The most cherished slogan of current middle-class election propaganda is the claim that the defeat has abolished classes in Germany. The labour parties are reproved for using a mere fiction as a cudgel in their fight against bourgeois resistance. In fact it was no coincidence that during the election in the autumn of 1946 the battle-cries of class warfare echoed with particular bitterness. The thesis of a classless Germany involved a cynical exaggeration. After the collapse, class frontiers have been sharpened rather than blurred. The bourgeois ideologists confuse poverty and classlessness when they assert that by and large all Germans are financially in the same desperate straits. In one way it is true that most Germans are poor and that many who used to be well-heeled are now down-at-heel, but in Germany there is a difference between the least poor and the most poor which is greater than the difference between those who own much and those who own nothing in a more or less normally endowed society.

While the most poor live in the cellars of ruins, in bunkers or in one-time prison cells, and the middling poor crowd together in the abandoned tenements one family to a room, the least poor live in their old villas (like the liberal lawyer and the writer) or in the town’s most spacious apartments, where not even the middling poor can afford to live. The lawyer is of course right when he says that the English bombs crossed the frontiers of class, even if, as was natural, the less densely populated residential areas came off more lightly than the packed tenements. But in defence of the class struggle one ought to add that the bank accounts were not bombed. Admittedly, bank accounts are blocked in such a way that it is impossible to draw more than 120 marks per month, a modest sum when you think that that is precisely the price of half a kilo of butter on the black market. Here too for the sake of justice one ought to add that the average wage can amount to 120 marks per month, and that money hoarded at home for safety quite simply escapes the eye of authority.

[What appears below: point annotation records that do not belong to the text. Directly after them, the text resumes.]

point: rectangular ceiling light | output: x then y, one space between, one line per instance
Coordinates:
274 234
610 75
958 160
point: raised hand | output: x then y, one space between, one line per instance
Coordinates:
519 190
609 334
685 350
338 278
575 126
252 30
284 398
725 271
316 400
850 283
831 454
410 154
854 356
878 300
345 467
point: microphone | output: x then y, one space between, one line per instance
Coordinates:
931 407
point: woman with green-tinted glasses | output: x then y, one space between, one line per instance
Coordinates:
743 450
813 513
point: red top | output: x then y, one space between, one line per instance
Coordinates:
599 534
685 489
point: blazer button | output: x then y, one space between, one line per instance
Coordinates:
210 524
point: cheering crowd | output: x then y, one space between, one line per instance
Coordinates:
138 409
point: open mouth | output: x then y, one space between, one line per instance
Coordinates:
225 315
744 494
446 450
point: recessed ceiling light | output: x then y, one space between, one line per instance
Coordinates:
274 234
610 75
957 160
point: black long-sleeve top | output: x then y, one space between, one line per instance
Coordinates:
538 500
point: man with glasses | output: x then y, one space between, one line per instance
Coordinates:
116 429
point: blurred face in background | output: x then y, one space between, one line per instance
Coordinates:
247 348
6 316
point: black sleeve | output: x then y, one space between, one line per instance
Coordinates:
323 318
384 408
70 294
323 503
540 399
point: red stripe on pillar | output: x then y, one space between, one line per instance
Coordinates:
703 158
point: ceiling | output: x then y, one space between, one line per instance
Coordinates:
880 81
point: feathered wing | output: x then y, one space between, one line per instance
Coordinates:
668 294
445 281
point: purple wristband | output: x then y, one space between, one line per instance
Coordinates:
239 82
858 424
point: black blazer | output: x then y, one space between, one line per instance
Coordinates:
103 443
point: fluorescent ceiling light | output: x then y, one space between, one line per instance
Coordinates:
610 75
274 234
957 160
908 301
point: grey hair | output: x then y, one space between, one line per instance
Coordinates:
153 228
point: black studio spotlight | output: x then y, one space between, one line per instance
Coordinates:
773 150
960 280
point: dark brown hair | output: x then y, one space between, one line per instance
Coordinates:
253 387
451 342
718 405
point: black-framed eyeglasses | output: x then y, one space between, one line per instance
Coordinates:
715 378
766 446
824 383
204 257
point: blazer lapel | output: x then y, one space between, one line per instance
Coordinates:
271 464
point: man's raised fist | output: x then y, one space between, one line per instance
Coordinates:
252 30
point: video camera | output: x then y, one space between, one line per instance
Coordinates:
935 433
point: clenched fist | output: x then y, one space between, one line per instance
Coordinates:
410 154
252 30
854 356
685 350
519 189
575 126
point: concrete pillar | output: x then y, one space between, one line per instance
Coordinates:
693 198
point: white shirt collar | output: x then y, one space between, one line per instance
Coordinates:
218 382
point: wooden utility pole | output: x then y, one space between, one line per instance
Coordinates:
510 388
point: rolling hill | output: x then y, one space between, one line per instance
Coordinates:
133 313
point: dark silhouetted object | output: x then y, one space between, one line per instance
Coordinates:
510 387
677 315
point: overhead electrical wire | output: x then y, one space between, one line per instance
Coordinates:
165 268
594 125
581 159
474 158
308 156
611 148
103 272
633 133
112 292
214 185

And this leads to the most absurd, incredible and unfair consequences. A common judgement in the denazification trials is that the accused, if he has been active as a Nazi, is deprived of his apartment, which is then allocated to someone who has suffered political oppression. The gesture is fine, but alas often meaningless, because economically anyone who has suffered political persecution finds himself somewhere between the middling poor and the most poor and simply cannot pay the rent for a large ex-Nazi apartment, which is now taken over instead by people with money, and that means people who earned money under the aegis of Nazism.

The liberal lawyer and his friend the writer of picaresque novels have never been Nazis. Before 1933 the lawyer belonged to the old Liberal Party and the writer is one of the very few best-selling authors who during the Hitler years preferred to live off their money rather than write. As we drink tea without sugar and eat a cake which beneath its layer of carefully counterfeited cream turns out to be the usual bad German ersatz bread, the lawyer reveals, under his silver-haired surface of resignation, a passionate sense of disillusion which is quite rare among the bitter indifference so common in Germany and which in normal countries would be attributed to youthful hysteria. It seems to be a part of good German post-war breeding in certain middle-class circles that not-so-young gentlemen relate how they have spent the last twelve years with one foot in the concentration camp, a habit to be found also in the worst circles, those of the still-to-be-denazified. What is even rarer is to hear those words expressed with genuine rather than false pathos, but this master of fragile resignation who leans over the equally fragile Meissen porcelain has developed the art to a nicety.